Pitfall: Using manual techniques or spreadsheet functions like VLOOKUP in spreadsheets to identify transfers between accounts and entities.
Best Practice: Leverage software solutions that can identify matches and allow users to provide manual dispositions on each. Having the ability to confirm or reject a match between transactions provides professionals with the flexibility to get everything exactly right.
Undisclosed accounts are easily identified if all transfers have been properly categorized and each transfer between accounts has been identified (meaning, you have associated the outflow from one account to a corresponding inflow from another account). Performing a simple search on all transfers not included in the set of matched inflow or outflow pairs indicates a transfer out of the data set and something that may need to be investigated.
Pitfall: Integrating various spreadsheets and using VLOOKUPS can be complicated and cumbersome. Results can be difficult to understand especially if used as a court exhibit.
Best Practice: Data visualizations simplify and accelerate the process. See the screen shot example in the Interactive Data Visualization section where transfers out of the dataset are clearly identified.
Critical to the success in any engagement is the ability for professionals to create a compelling case narrative. The ability to report on the results and articulate what happened is the key factor for establishing a narrative.

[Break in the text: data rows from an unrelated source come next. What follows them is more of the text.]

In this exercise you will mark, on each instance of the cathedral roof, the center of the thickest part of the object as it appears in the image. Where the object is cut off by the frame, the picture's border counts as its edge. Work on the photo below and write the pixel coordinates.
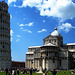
(55, 33)
(70, 43)
(49, 44)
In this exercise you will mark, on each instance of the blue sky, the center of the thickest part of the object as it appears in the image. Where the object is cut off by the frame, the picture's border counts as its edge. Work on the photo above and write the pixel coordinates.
(32, 20)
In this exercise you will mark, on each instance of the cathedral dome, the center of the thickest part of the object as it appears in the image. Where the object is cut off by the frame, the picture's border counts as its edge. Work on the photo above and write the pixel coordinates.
(55, 33)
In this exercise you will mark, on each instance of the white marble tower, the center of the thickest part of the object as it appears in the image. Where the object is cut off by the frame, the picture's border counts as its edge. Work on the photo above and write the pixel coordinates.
(5, 48)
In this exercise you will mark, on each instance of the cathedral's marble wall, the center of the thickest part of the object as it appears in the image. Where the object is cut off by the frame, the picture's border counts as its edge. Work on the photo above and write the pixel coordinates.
(64, 64)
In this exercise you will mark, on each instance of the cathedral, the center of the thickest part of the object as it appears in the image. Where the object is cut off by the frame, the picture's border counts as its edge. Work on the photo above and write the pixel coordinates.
(5, 50)
(53, 54)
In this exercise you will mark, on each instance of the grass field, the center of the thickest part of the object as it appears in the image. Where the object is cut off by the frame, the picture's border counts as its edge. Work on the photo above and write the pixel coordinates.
(49, 73)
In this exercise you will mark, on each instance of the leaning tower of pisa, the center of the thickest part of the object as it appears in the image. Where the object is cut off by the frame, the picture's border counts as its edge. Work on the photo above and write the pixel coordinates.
(5, 49)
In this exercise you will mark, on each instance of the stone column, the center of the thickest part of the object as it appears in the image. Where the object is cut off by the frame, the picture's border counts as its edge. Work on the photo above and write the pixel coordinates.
(43, 65)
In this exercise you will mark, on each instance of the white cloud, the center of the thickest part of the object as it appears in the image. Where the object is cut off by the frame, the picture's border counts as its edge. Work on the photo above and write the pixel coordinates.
(17, 40)
(65, 27)
(43, 21)
(18, 36)
(10, 1)
(63, 9)
(29, 24)
(43, 30)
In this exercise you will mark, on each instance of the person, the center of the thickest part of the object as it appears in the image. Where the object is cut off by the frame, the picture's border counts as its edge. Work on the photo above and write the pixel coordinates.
(17, 71)
(54, 72)
(30, 71)
(6, 71)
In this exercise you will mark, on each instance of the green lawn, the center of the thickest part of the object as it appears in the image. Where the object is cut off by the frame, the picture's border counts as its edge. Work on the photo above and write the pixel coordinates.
(49, 73)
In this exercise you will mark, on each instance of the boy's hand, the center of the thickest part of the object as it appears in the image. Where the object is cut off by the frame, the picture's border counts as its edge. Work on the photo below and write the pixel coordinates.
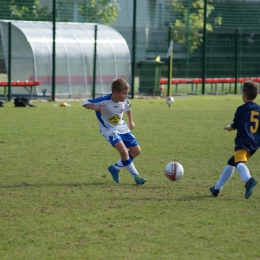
(229, 128)
(131, 125)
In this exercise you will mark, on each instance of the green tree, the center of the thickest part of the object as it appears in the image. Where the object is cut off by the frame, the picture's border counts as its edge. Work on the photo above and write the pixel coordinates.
(19, 10)
(100, 11)
(188, 23)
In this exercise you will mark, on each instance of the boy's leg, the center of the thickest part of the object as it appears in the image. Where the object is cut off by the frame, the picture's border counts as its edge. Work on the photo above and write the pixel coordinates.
(224, 177)
(241, 157)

Reporting usually falls into one of two categories:
1) Preliminary assessment where the investigation is still underway
2) Final exhibits to support opinions/conclusions
Filtering, sorting, and organizing the data in real time is crucial for preliminary assessments. Interactive data visualizations are especially helpful in this scenario and can clarify what questions to ask next.
Final exhibits often take a lot more time and thoughtfulness to develop. Whether using a spreadsheet, a proprietary software platform, or data visualization techniques, simplicity is the key to effectiveness.